Senior Backend Engineer, Inference Platform
Together AI4 days ago
Base Salary
$160k - $250k/yr
Responsibilities
- Build and optimize global and local request routing for low-latency load balancing.
- Develop auto-scaling systems to dynamically allocate resources across data centers.
- Design systems for multi-tenant traffic shaping and resource allocation.
- Engineer trade-offs between latency and throughput for diverse workloads.
- Optimize prefix caching to enhance model compute efficiency.
- Collaborate with ML researchers to scale new model architectures.

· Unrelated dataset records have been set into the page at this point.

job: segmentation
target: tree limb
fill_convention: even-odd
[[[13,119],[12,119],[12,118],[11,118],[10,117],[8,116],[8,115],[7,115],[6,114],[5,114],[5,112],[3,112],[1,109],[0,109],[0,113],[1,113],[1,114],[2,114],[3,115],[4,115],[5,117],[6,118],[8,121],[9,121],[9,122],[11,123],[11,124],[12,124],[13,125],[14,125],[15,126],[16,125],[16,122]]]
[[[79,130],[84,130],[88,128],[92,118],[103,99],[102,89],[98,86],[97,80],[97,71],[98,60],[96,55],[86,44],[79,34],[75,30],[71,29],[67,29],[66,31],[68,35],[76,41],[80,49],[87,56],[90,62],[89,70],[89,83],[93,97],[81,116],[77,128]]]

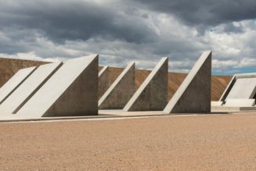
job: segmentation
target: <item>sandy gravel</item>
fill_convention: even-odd
[[[255,170],[256,114],[0,123],[1,170]]]

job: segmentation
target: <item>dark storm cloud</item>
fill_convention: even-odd
[[[1,30],[38,30],[58,43],[91,37],[142,43],[157,38],[143,20],[127,17],[101,4],[84,1],[0,2]]]
[[[135,0],[160,12],[170,13],[196,27],[217,26],[256,18],[255,0]]]

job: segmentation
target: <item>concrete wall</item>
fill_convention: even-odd
[[[62,65],[62,62],[38,66],[0,105],[1,113],[16,113]]]
[[[98,114],[98,55],[67,61],[17,112],[20,117]]]
[[[2,104],[36,69],[36,66],[21,69],[15,73],[0,89]]]
[[[123,109],[134,92],[135,62],[131,62],[99,100],[99,109]]]
[[[99,99],[110,87],[109,67],[105,66],[99,73],[98,99]]]
[[[168,102],[168,59],[163,58],[124,108],[124,111],[163,110]]]
[[[211,52],[204,52],[164,112],[211,112]]]

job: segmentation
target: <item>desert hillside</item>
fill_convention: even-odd
[[[110,80],[111,83],[118,77],[123,69],[110,68]],[[150,74],[150,70],[137,69],[135,71],[135,89],[137,90],[140,84],[145,80]],[[171,98],[179,85],[186,78],[187,73],[170,72],[168,74],[168,98]],[[212,76],[211,77],[211,100],[218,101],[222,96],[225,87],[229,84],[232,76]]]
[[[19,69],[47,63],[41,61],[31,61],[0,58],[0,87],[2,87]]]
[[[46,62],[22,60],[0,58],[0,87],[2,87],[15,73],[19,69],[34,66],[38,66],[47,63]],[[99,66],[99,70],[101,69]],[[118,75],[122,72],[123,69],[110,67],[109,79],[113,83]],[[135,88],[138,89],[139,85],[144,81],[146,77],[150,74],[149,70],[137,69],[135,72]],[[186,73],[169,73],[168,77],[168,97],[169,99],[173,96],[179,85],[182,84]],[[225,88],[230,81],[231,76],[212,76],[211,83],[211,100],[218,100]]]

- Continuously profile and analyze system performance to identify bottlenecks.
Requirements
- 5+ years of experience in building large-scale, fault-tolerant distributed systems.
- Strong background in designing and improving complex systems for efficiency and scalability.
- Excellent understanding of low-level OS concepts like multi-threading and memory management.
- Expert-level programming skills in Rust, Go, Python, or TypeScript.
- Knowledge of modern LLMs and generative models is a plus.
- Experience with the open source ecosystem around inference is highly valuable.
- Familiarity with Kubernetes or container orchestration is a strong plus.
- Knowledge of GPU software stacks and HPC technologies is a plus.
- Bachelor’s or Master’s degree in Computer Science or related field, or equivalent experience.
Benefits
- Competitive compensation and equity.
- Health insurance and other competitive benefits.